Besides, the stomatal density of CaSBP11 overexpression plants significantly exceeded that of their wild-type counterparts ( Figures 6A, B ). Similarly, the ABA concentration in CaSBP11 overexpression plants significantly declined compared to wild-types ( Figure 6C ). Notably, drought stress resulted in diminished pore size in both CaSBP11 overexpression and wild-type plants after four days, with a remarkable disparity in pore length and width between these strains ( Figures 6D–F ). During this time, significant reductions in the transcript levels of key ABA signaling pathway genes like NbPYL9, NbAREB, NbPP2C, and NbSNRK2.4 were observed in the CaSBP11 overexpression plants compared to wild-types ( Figure 6G ). Notably, without treatment, the CaSBP11 overexpression plants exhibited higher expressions of NbPP2C, NbSNRK2.4, and NbSRK2E versus wild-types ( Figure 6G ). These results indicate that overexpression of CaSBP11 in N.benthamiana accentuates plant drought stress susceptibility, potentially linked to ROS and ABA signaling pathways.
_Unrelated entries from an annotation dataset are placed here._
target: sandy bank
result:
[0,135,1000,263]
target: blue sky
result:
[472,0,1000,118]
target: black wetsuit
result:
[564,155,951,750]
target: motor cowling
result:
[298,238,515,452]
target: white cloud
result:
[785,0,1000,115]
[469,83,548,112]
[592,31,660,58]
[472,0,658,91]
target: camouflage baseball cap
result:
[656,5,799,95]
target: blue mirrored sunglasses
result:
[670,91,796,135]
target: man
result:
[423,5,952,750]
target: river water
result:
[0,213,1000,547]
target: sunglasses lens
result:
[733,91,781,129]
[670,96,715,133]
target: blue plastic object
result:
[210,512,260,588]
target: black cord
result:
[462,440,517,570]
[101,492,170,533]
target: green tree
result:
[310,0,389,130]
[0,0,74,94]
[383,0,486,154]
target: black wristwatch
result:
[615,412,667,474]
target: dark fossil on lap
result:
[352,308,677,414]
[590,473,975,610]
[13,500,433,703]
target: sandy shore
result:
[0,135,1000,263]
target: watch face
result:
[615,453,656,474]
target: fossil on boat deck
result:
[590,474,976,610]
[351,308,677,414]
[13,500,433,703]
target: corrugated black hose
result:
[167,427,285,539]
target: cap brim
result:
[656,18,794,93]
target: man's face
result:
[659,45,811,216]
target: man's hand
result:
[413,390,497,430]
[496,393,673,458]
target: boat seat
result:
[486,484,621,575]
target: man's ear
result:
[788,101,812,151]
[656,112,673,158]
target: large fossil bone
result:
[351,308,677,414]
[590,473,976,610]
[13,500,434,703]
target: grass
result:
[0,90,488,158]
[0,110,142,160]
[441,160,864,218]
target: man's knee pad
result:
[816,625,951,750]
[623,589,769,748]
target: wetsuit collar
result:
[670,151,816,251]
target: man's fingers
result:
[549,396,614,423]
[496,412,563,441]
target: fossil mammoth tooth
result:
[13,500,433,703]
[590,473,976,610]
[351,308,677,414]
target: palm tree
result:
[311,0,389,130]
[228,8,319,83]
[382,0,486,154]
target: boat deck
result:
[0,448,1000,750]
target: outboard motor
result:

In the previous study, it was found that under non-stress conditions, core ABA signaling cascade genes (CaPP2C, CaPYL9, CaSNRK2.4, CaAREB) exhibited lower expression levels in CaSBP11-silenced plants when compared to controls. Conversely, this trend was reversed for CaSBP11 overexpressed lines (NbPP2C, NbAREB, NbSNRK2.4, NbSRK2E). Therefore, we speculate that CaSBP11 may regulate the plant’s response to drought stress through interactions with CaPP2C, CaPYL9, CaSNRK2.4, and CaAREB. Further research was conducted on this hypothesis. The BiFC experiments demonstrated that CaSBP11 interacts with CaPP2C, CaPYL9, CaSNRK2.4, and CaAREB in the nucleus. This was evidenced by a significant YFP signal in the nucleus, while no YFP signal was observed in the control samples ( Figure 7 , Supplementary Figures 7 - 9 ). We also performed Co-IP assays by co-expressing CaPYL9-MYC and CaSBP11-CE, CaAREB-MYC and CaSBP11-CE, CaSnRK2.4-MYC and CaSBP11-CE, CaPP2C-MYC and CaSBP11-CE in N. benthamiana leaves respectively ( Figure 8 ). These results indicated that CaSBP11 interacts with CaPP2C, CaPYL9, CaSNRK2.4, and CaAREB. Additionally, CaSBP11 may participate in the response of pepper to drought stress by interacting with these genes.